Looking for some quick ideas to bolster your Web site or online holiday shopping initiatives? Jay Shaffer, vice president of marketing at home furnishings merchant DirectlyHome.com, offered several of them in a session at the recent Mid Market eTail conference in San Francisco.
• Cheap market research is just a coffeehouse away. “Every six weeks or so, I’ll go into a Starbucks and find a soccer mom who hasn’t had an adult conversation in a year and offer her a coffee gift card for 15 minutes of her time,” Shaffer said. He then shows her three pages on the DirectlyHome Web site: the home page, a category page and a product detail page, each for 15 seconds. Afterwards, he asks what she remembers seeing. Does she see text or images? If he has a special offer on couches, does she notice something else instead? Did she see the free shipping offer?
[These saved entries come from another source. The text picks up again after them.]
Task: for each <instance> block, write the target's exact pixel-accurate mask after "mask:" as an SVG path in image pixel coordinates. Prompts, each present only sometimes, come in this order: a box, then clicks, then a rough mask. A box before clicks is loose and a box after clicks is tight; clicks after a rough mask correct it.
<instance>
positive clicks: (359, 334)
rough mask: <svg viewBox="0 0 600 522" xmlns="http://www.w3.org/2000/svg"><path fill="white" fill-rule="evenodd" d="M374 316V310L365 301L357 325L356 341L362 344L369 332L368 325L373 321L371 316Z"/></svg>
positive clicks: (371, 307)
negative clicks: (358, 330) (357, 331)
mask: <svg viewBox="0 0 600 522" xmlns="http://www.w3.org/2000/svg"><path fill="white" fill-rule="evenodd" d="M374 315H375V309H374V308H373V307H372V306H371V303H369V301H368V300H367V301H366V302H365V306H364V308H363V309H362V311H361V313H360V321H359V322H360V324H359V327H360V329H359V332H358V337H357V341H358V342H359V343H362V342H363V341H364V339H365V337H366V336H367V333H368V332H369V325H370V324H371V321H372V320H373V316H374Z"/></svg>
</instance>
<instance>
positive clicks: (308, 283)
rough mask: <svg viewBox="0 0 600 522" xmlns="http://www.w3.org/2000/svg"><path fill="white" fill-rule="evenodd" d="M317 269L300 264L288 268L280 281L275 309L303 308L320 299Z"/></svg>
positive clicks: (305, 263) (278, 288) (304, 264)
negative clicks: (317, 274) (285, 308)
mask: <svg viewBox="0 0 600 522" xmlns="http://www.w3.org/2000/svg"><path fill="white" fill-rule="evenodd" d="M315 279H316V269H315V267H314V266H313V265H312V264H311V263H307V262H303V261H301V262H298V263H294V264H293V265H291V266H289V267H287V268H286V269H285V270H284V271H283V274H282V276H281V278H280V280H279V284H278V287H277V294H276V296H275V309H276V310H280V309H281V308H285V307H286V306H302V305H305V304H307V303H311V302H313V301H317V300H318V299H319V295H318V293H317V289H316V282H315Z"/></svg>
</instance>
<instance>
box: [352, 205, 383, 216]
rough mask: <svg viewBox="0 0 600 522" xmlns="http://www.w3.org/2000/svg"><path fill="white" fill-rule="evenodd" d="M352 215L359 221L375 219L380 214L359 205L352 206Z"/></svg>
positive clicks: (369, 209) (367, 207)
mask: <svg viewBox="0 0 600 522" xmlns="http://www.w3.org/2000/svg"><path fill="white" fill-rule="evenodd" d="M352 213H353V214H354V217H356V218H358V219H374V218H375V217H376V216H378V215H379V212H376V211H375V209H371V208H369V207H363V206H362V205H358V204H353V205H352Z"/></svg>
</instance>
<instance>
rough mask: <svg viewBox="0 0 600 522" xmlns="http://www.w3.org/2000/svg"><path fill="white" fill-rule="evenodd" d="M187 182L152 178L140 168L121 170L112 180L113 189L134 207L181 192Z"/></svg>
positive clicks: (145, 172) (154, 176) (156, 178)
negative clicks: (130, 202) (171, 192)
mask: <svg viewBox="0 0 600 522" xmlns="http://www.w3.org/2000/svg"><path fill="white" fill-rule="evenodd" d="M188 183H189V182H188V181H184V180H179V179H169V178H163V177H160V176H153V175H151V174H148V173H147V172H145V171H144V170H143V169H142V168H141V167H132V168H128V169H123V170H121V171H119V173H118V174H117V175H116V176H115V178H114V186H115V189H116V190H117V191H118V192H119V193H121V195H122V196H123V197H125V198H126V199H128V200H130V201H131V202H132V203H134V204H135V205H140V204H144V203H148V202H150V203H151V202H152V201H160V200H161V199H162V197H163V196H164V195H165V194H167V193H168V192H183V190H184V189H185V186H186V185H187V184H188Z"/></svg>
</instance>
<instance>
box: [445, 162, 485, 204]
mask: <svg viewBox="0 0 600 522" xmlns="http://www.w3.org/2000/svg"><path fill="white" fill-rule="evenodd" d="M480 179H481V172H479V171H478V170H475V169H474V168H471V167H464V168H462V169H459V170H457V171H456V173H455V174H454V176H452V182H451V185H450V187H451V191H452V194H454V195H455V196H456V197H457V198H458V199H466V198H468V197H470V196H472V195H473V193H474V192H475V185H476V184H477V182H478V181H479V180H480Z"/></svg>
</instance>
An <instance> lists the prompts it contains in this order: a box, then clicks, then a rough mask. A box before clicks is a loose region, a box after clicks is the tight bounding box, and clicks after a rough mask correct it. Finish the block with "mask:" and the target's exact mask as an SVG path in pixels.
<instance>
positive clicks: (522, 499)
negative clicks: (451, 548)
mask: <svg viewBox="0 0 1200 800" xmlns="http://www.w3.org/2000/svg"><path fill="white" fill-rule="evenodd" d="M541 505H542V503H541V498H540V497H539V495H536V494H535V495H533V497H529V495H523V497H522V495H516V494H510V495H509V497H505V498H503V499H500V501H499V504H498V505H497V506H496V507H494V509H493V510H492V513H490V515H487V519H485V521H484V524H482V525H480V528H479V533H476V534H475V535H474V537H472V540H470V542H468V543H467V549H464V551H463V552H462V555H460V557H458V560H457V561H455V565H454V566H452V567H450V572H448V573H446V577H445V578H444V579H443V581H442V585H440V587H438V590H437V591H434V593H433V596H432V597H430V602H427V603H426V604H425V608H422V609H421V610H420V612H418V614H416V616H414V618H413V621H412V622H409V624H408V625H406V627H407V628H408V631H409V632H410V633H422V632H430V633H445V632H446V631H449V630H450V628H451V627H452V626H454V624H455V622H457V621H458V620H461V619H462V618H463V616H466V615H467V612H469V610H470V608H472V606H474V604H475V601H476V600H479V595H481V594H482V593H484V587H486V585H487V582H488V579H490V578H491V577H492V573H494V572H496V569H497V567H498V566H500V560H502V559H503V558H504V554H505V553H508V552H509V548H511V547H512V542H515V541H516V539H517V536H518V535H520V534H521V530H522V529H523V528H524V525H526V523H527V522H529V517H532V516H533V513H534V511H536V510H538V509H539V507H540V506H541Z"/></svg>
“This is cheap, but effective market research,” he noted. “Find where your customers are, go to them, and ask them questions about your site, your brand and your products.”
• Don’t show an empty page when site search doesn’t return results. “If we can’t meet the immediate search need, we’ll show the customer our top 10 holiday products, or the top 10 fastest shipping products,” Shaffer revealed. “We try to merchandise that space rather than give a blank page.”
• If you’ve dropped a catalog recently, make sure your site search allows a search for SKU numbers. Your customers will have them, so they’ll assume they can search for them, Shaffer pointed out.
• Be careful about buying search keywords that have multiple meanings. Shaffer recalled a situation that occurred when he worked for Wine.com a few years ago. Winemaker Robert Mondavi had just turned 80. “People were searching using Mondavi as a keyword, but they were interested in learning about the guy, not in buying Mondavi wine,” Shaffer said.
People clicked on Wine.com’s Mondavi paid search term looking for info on Robert Mondavi and drove keyword costs up considerably. “Make sure you aren’t spending more on search terms that aren’t drawing people interested in your products,” Shaffer cautioned. “It’s just going to suck your budget dry with no return.”